Film Vault: 150 Miles an Hour on a Motorcycle!
Pretty fast for 1930.
Here’s something I don’t really like to admit in motorcycling circles: I’ve never ridden a bike at 150 mph.
Maybe that’s because I have no interest in riding track. Or maybe it’s because I haven’t thought to wear a girdle and ride in a wool sweater that’s been secured with electrical tape. The latter is certainly what’s being suggested in this video from 1930.
A girdle! Of course! It seems so obvious now.
The man being taped up is Joseph S. Wright, a racer who had set a world speed record of 137.32 mph only a few months before in the same year. That record was broken by German rider Ernst Henne a short time afterward, so Wright decided to try again. He ended up smashing the record, hitting a speed of 150.7 mph.

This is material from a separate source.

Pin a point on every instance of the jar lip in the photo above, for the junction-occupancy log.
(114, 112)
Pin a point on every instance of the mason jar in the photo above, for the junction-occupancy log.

The card at the start of the film claims Wright accomplished this feat on an Osborn Engineering Co. motorcycle, powered by a J.A.P. engine, but according to website The Vintagent, that’s a lie. In fact, Wright set the record on a Zenith.
Wright and the press chose to claim the record for OEC because at the time Zenith had gone bankrupt, so there was no reason to give it racing kudos. It makes you wonder what other devilish tales we’re being fed by the Mainstream Media. Maybe Marc Marquez’s Honda is, in fact, an old Buell…
Meanwhile, Wright’s speed record held until 1932, when the aforementioned Henne managed to hit 151.77 mph. The current motorcycle speed record, by the way, is 376.36 mph –– set in 2010 by Rocky Robinson. I’ll bet he used a lot of electrical tape to go that fast.